Paul Tang’s STA299 Journey

Hi! My name is Paul Tang and I just finished my second year at UofT studying computer science specialist and cognitive science major. During this summer, I enrolled in STA299 under the supervision of Prof. Pascal Tyrrell to learn how to conduct research, and I will be sharing my experience in this reflection blog post.

The first phase of my ROP experience concerns formulating a research question. Having a keen interest in machine learning, I got my inspiration for combining it with my research from a weekly lab meeting where Mauro presented his graduate research work (on the generation of synthetic ultrasound image data). I decided to focus on the problem that the amount of annotated data in the field of medical imaging is often limited for effective supervised training. Eventually, by reading papers and discussing my ideas with Prof. Tyrrell during the first few weeks, the solution I decided on was to use self supervised learning to pretrain a machine learning model for improving its performance. In particular, I chose the contrastive learning based self supervised learning method called DenseCL. Luckily, I got my data right at the lab using the ultrasound knee recess distension dataset for semantic segmentation. My ROP project dealt with comparing the effect of using DenseCL pretraining on the segmentation performance.

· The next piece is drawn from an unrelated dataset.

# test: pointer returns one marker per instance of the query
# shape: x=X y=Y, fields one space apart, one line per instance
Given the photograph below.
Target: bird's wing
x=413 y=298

At first, I was doubtful of my research question: afterall, many papers I read already showed using self supervised pretraining did improve task performance, so wouldn’t my research be too “obvious”? However, I realized along the way that some interesting gaps still existed (e.g. current self supervised pretrain methods used in the domain of medical images do not extract local image features, which could be helpful for segmentation tasks), and these gave me confidence and excitement for my research.

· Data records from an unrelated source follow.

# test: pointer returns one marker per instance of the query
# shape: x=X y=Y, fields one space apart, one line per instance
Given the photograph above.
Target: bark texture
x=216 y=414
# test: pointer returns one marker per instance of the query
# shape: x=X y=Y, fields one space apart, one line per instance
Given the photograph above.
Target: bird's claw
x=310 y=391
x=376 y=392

Getting to work, I first identified the github repositories I would use in my project. Setting up the environment and the repositories to work with my dataset took much longer than expected (in fact, I had to switch to a different github repository due to “false advertising” from the original one), and I learned that checking with lab members (Mauro, Atsuhiro) and asking for ideas when starting to work on anything could save much needed time. I made several mistakes while training my models. When I first obtained the performance result (mIoU) from my segmentation model, I was relieved that it was consistent with previous results obtained in the lab. However, using this model in another experiment produced highly untypical results, which led me back to debug the model. Eventually the problem was found to be due to small batch size. Although this mistake cost me much training time, it did allow me to explore and gain familiarity with the configurations of a machine learning model, which I find very rewarding.

Eventually, I obtained results that show a small performance improvement in using DenseCL pretraining for the segmentation of ultrasound knee distention images. My project still had its limitations: my result was not statistically rigorous as I didn’t account for randomness in the training process. Furthermore, the amount of images I used for DenseCL pretraining is much fewer than what would typically be used in a self supervised learning setting. These limitations served as great motivation for further research.

This research experience taught me how humbling doing research was: many things I took for granted require careful testing, and that many gaps still exist in the current literature upon closer inspection. I am thankful to Prof. Tyrrell’s openness for allowing us to choose our own research questions, and I am thankful to all the help the lab members (especially Mauro and Atsuhiro) provided to me.